When she went on to her reward at the ripe old age of 84, the one possession of Grandmother's that we (me and four sister-in-laws) fought over was not her diamonds or her antique furniture. It was her favorite frying pan. It didn't even have a handle any more. But it was so seasoned to perfection, you could cook rocks in it, and if you placed them on your head your tongue would beat your brains out to get to them.
To this day, 20-some years after her passing, I still dream about her fried chicken: crispy on the outside and juicy on the inside. And I would give anything to go back in time and take back all the steamed cabbage and fried okra I politely passed around the supper table without taking any, because I was raised by mid-westerners and didn't know what I was missing. I know now. How I kick myself for the foolishness of youth.
When I did grow up a little and realized not just anybody could cook like Grandmother, I asked her for some of her recipes. "Oh, honey, just come watch me. I don't write anything down." So I did - many times. But if she started the process by saying "Now, honey, there is nothing to it" I knew, beyond the shadow of a doubt, that mine would never, ever taste like hers. She moved around a kitchen like a ballerina on stage. She'd throw in a pinch of this and a dollop of that. But what it really came down to was timing. No matter how many times I watched her fry chicken, I would never master her sense of in just what order to do what, at what temperature, and for how long. With her, it was innate. She possessed that mysterious mastery that only comes from doing the same thing, over and over again, across a period of 70-some years - and always with a dollop of love.

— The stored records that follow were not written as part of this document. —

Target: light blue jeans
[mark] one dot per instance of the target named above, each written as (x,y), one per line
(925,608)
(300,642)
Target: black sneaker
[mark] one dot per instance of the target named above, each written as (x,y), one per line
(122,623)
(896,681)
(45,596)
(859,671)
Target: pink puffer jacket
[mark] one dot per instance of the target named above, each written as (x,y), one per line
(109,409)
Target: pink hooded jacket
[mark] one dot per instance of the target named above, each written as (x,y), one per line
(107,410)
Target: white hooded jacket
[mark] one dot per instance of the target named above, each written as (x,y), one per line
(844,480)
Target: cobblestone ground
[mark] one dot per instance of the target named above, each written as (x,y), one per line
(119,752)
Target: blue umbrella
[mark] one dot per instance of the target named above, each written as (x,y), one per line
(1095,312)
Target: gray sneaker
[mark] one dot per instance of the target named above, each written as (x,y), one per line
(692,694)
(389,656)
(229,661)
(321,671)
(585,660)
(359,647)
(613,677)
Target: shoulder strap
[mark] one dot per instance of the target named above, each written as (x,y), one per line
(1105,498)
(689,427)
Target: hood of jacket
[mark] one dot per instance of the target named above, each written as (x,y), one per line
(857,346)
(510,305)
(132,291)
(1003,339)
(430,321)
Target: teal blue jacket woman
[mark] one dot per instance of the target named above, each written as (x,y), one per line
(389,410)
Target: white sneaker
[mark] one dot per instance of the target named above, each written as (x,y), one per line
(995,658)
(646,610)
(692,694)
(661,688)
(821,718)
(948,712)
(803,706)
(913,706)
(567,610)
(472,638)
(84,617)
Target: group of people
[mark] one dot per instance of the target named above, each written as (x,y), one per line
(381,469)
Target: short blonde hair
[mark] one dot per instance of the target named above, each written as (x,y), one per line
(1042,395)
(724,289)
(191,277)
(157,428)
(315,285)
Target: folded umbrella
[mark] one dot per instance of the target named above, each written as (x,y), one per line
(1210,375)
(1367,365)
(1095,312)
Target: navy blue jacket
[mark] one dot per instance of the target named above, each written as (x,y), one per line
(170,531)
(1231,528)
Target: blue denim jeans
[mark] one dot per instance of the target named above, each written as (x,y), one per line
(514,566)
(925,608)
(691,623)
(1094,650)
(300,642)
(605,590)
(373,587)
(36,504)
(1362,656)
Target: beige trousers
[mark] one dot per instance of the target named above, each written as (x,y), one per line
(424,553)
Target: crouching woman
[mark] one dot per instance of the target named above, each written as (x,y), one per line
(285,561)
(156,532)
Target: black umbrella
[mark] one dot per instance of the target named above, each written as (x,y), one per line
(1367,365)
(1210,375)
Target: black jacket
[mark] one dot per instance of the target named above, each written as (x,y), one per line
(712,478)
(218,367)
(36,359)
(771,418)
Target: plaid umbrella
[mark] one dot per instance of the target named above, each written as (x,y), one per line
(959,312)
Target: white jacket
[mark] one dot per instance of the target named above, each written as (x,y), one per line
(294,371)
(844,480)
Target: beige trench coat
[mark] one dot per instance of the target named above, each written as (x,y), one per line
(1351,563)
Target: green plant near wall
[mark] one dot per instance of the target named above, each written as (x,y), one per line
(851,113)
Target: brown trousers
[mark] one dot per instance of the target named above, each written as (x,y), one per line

When I get to Heaven, I'll look for the mansion with African violets on the window sill and know that's where I'll find the great fried chicken, steamed cabbage, fried okra, and Savannah red rice, which is the recipe I'm sharing today. It's the only one of Grandmother's masterpieces I've ever even come close to getting just right.
Jones Street - site of Mrs. Wilkes Boarding House
- 6 - 8 strips bacon
- 1 large onion (preferably Vidalia)
- 1 large can diced tomatoes
- 1 small can tomato sauce
- 4 cups water
- 2 cups rice, long cooking
- 2 bay leaves
- 1 teaspoon chili powder
- 1 tablespoon parsley
- to taste Tobasco
- 1 teaspoon sugar, Important to reduce acidity of tomatoes
Port of Savannah
- Cut bacon and onion into small pieces. Fry until bacon is crispy and onion is opaque - not brown.
- Add canned tomatoes and tomato sauce and all seasonings. Stir well.
- Add water and bring to boil.
- Add rice, cover, simmer 20 minutes on low. It is OK for the bottom rice to get a little brown, (like the picture at the top of this hub) but be careful not to let it stick or burn. Lift with a spatula to check near the end of the cook time being careful not to break the rice too much.
A streetview in Savannah
Adjust seasonings to your taste
Don't expect to get this dish's seasonings exactly to your taste on your first try. Adjust them on each try. You'll notice I didn't even list salt and pepper. I would add some during the preparation, but I would not presume to list the exact measurement. It is easier to add on the table than it is to remove too much on the stove. And by all means, cook until the rice is done, no matter what cook time I list.
One last instruction: This dish always tastes better when it is shared by a loving family or group of close friends. Don't forget to include that important ingredient!
As Grandmother would say, y'all enjoy!